Model for SV40 T antigen function at replication initiation. Model for the function of the SV40 T antigen based on the crystal structure of the helicase domain. A, A double hexamer of the SV40 T antigen, comprising a bilobed helicase domain and an origin binding domain (obd), is shown encircling origin DNA. B, C, D, Model for the possible extrusion of unwound DNA through a side channel of the helicase domain to unwind the two forks bidirectionally. A, T antigen binds and encircles origin DNA. B, Origin DNA is unwound, possibly by the two T antigen hexamers rotating relative to one another. C, A conformational change to form the fully initiated complex may involve extrusion of one of the single strands through an exit channels in the helicase domain, with the other single strand being extruded at the hexamer-hexamer interface. Reproduced from reference.

Figure 4

Stepwise assembly of pre-replicative complex (pre-RC) proteins during origin licensing. A, ORC is first recruited to the replication origin. B, ORC recruits Cdc6 and Cdt1. C, ORC, Cdc6 and Cdt1 act together to load multiple Mcm2-7 hexamers onto the origin, which licenses the DNA for replication. D, Initiation-competent complexes are probably formed by the back-to-back assembly of two Mcm2-7 complexes. Since ORC is asymmetrical, this might require a second ORC molecule in the opposite orientation to load Mcm2-7 in the opposite orientation.

Figure 5

Cell cycle regulation of the licensing system in yeasts and metazoans. The activity of components of the licensing system during the cell cycle of yeasts (A) and metazoans (B) is shown. In the lower part of each figure, the licensing system is shown active (green) only in G1. In yeasts, licensing is inhibited at other times by CDKs (blue), whilst in metazoans, licensing is inhibited in S phase and G2 by geminin (orange) and in mitosis by a combination of geminin and CDKs (purple). Above this, the activity of different pre-RC components (ORC, Cdc6, Cdt1 and Mcm2-7) is shown: green for active, red for inhibited.

Figure 6

Structure of a geminin : Cdt1 complex. Structure of a complex between the central regions of geminin (tGeminin, in green) and Cdt1 (tCdt1, in orange). The N-terminal ten residues are structured in the tGeminin monomer that binds to tCdt1 but are disordered in the other tGeminin monomer, indicating that this region might undergo induced folding after binding to tCdt1. Comparison with the structure of geminin on its own suggests that the kink at the C terminal end of geminin may be a distortion due to a packing interaction. Reproduced from reference.

Figure 7

The possible role of cyclin E in promoting re-licensing of DNA on exit from G0. Mcm2-7 (red shapes ‘M’) are shown on a small segment of chromosomal DNA in a cell either passing directly through G1 (top arrow) or passing into G0 and then into S phase (lower arrows).
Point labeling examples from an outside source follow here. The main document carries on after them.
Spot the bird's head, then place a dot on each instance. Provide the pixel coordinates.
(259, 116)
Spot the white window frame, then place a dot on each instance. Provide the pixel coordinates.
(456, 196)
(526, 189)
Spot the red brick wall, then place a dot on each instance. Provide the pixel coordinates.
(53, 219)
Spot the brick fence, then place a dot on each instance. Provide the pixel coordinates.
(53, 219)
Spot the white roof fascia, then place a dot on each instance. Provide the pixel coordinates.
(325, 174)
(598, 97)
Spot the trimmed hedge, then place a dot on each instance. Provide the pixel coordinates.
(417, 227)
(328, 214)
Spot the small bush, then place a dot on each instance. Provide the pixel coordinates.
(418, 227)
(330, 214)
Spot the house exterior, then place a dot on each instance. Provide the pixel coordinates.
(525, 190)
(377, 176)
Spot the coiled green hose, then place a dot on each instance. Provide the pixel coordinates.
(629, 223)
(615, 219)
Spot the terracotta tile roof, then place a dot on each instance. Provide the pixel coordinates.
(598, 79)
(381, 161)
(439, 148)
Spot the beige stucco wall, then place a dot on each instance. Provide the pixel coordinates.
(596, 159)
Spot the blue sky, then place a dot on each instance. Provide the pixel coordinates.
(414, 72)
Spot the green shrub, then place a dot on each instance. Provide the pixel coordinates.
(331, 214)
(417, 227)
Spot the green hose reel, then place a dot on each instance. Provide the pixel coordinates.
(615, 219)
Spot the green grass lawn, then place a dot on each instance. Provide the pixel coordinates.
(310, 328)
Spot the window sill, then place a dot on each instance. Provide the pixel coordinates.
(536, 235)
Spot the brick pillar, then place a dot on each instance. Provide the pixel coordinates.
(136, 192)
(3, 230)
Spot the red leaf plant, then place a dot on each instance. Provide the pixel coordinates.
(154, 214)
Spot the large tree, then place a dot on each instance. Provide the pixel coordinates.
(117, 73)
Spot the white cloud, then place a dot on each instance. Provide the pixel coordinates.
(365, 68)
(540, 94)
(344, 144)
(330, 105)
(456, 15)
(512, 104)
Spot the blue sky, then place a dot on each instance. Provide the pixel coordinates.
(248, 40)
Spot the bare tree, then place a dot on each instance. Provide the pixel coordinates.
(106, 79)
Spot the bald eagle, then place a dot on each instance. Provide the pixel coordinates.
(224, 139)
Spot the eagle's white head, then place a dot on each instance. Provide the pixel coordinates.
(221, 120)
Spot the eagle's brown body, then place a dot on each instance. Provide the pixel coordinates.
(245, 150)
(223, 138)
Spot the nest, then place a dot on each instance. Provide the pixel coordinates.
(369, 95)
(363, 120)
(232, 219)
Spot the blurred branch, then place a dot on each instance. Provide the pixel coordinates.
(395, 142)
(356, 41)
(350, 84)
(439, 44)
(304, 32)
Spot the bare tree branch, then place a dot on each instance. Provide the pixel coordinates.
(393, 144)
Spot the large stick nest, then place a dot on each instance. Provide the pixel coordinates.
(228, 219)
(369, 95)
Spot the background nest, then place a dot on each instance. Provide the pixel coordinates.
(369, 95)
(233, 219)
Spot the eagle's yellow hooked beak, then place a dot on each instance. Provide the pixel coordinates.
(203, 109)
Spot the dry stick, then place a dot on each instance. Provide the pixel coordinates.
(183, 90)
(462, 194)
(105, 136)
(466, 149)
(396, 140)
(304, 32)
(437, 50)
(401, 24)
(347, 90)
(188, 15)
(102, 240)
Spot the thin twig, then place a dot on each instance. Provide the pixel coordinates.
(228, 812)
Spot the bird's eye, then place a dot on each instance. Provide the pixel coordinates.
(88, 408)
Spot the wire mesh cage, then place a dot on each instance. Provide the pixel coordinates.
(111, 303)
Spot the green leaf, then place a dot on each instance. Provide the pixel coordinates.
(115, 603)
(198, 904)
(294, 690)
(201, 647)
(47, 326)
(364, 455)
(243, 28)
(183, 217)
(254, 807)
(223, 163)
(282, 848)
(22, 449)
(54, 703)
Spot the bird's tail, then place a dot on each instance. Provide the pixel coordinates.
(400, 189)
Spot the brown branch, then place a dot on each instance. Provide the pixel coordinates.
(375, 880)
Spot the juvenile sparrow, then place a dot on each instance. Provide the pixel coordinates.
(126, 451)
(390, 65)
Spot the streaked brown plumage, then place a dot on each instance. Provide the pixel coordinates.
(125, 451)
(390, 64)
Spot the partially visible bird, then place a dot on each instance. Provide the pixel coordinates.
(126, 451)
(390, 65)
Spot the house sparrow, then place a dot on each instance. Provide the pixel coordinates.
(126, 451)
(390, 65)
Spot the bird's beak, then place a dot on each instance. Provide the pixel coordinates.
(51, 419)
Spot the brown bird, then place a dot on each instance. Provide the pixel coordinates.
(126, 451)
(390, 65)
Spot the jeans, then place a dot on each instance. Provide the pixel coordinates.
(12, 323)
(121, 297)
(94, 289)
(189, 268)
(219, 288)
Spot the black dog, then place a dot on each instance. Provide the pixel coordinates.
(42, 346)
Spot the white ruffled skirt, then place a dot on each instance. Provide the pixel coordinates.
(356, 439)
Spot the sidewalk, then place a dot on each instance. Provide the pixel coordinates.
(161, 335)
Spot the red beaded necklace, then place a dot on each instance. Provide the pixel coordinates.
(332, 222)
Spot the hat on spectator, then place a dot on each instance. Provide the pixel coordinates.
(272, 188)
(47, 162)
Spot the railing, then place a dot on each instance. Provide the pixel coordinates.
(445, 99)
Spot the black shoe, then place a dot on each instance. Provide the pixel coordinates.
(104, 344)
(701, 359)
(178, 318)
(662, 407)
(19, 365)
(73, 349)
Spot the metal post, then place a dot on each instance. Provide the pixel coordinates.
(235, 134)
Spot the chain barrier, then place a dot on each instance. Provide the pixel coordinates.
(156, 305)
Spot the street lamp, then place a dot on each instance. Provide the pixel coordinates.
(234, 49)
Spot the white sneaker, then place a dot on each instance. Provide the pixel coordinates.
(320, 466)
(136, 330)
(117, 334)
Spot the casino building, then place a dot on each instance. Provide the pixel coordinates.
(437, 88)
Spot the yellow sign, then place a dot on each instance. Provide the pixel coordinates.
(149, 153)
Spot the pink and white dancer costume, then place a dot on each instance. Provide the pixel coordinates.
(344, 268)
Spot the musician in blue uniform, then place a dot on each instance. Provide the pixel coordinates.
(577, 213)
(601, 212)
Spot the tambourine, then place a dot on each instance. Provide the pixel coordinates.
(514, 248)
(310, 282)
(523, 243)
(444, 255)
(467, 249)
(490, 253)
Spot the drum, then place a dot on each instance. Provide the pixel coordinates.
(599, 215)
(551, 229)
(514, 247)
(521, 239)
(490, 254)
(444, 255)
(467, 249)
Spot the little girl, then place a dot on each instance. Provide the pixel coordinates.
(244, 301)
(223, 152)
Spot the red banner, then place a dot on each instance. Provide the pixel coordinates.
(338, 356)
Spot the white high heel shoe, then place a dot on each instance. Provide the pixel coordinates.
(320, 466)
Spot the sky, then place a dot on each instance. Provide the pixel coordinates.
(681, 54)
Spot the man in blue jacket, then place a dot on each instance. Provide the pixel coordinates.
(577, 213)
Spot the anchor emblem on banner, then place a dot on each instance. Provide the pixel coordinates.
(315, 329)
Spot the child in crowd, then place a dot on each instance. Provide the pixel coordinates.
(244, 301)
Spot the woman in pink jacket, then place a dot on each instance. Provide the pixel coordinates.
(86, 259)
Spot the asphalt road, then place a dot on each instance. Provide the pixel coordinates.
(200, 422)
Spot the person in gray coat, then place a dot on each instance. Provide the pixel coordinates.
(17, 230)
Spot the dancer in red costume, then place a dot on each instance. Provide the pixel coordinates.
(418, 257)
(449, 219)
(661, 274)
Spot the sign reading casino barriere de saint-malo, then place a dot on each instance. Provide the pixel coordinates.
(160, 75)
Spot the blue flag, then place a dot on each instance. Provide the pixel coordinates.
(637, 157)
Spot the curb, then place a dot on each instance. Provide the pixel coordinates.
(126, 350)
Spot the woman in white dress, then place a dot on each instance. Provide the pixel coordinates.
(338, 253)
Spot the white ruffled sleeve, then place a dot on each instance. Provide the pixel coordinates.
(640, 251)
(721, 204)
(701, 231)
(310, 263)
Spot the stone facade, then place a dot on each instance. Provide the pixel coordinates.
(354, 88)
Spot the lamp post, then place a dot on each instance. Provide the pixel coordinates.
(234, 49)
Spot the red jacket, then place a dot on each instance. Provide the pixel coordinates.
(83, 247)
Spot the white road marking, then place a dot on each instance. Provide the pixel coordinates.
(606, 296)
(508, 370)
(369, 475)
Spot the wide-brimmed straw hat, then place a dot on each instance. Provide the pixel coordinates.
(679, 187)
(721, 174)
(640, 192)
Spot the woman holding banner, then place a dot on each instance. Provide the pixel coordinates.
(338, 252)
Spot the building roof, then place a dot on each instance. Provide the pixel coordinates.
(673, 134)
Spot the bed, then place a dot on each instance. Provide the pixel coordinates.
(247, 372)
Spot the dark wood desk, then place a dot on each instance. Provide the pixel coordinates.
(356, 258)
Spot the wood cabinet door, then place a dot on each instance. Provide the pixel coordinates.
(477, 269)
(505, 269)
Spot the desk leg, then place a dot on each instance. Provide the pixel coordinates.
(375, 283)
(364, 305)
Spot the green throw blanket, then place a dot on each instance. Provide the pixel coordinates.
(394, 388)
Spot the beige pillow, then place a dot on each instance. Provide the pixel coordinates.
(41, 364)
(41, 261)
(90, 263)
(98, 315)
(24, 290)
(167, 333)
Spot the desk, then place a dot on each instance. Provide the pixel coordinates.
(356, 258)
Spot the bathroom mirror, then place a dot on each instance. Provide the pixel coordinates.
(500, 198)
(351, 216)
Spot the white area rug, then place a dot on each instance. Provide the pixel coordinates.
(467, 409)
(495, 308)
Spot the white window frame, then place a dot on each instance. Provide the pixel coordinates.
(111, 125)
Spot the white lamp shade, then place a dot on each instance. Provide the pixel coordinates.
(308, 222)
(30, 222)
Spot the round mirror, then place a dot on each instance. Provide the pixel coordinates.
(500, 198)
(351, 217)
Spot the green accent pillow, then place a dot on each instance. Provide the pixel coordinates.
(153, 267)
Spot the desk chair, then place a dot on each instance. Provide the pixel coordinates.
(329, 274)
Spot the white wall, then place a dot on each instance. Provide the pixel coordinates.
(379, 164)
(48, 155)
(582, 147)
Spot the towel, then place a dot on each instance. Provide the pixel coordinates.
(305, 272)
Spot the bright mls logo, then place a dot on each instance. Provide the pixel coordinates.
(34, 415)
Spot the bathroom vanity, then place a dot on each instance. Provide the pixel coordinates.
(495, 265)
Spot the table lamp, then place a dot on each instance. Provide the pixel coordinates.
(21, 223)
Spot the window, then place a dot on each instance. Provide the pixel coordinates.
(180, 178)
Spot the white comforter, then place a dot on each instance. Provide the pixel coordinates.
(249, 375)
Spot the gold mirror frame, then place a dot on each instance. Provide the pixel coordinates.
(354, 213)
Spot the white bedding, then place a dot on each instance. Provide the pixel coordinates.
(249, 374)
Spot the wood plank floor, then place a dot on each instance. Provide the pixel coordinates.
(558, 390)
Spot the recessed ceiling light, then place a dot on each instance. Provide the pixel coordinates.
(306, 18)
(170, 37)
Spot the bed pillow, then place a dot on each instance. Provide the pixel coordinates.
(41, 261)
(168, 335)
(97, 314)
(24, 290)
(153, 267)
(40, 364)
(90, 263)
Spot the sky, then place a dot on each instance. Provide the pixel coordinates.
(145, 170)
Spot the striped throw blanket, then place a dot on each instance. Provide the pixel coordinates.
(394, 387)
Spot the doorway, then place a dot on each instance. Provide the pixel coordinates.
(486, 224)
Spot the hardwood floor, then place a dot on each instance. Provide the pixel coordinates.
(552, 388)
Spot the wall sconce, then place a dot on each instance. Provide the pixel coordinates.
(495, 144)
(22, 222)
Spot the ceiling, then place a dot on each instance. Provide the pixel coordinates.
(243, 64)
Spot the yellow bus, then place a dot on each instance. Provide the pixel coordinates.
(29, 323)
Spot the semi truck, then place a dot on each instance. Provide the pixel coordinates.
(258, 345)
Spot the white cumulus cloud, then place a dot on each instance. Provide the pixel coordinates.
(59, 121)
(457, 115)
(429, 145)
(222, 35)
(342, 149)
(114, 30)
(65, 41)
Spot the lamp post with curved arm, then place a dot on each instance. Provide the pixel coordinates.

During passage through G1, Mcm2-7 loaded onto DNA in late mitosis remains stably bound to DNA. Geminin is activated in late G1, just prior to entry into S phase. From G1, cells also have the option of entering quiescence (the G0 state). On entry into G0 from G1, the DNA is de-licensed and Mcm2-7, Cdc6 and Cdt1 are degraded. This might provide a barrier that prevents the inappropriate proliferation of these cells. On exit from G0 into S phase, quiescent cells must relicense their DNA, and cyclin E is required for this re-licensing. Cyclin E might be required to drive the re-synthesis or activation of Mcm2-7, Cdc6 or Cdt1, or cyclin E might be required to temporarily suppress geminin activity, which is also resynthesized prior to entry into S phase.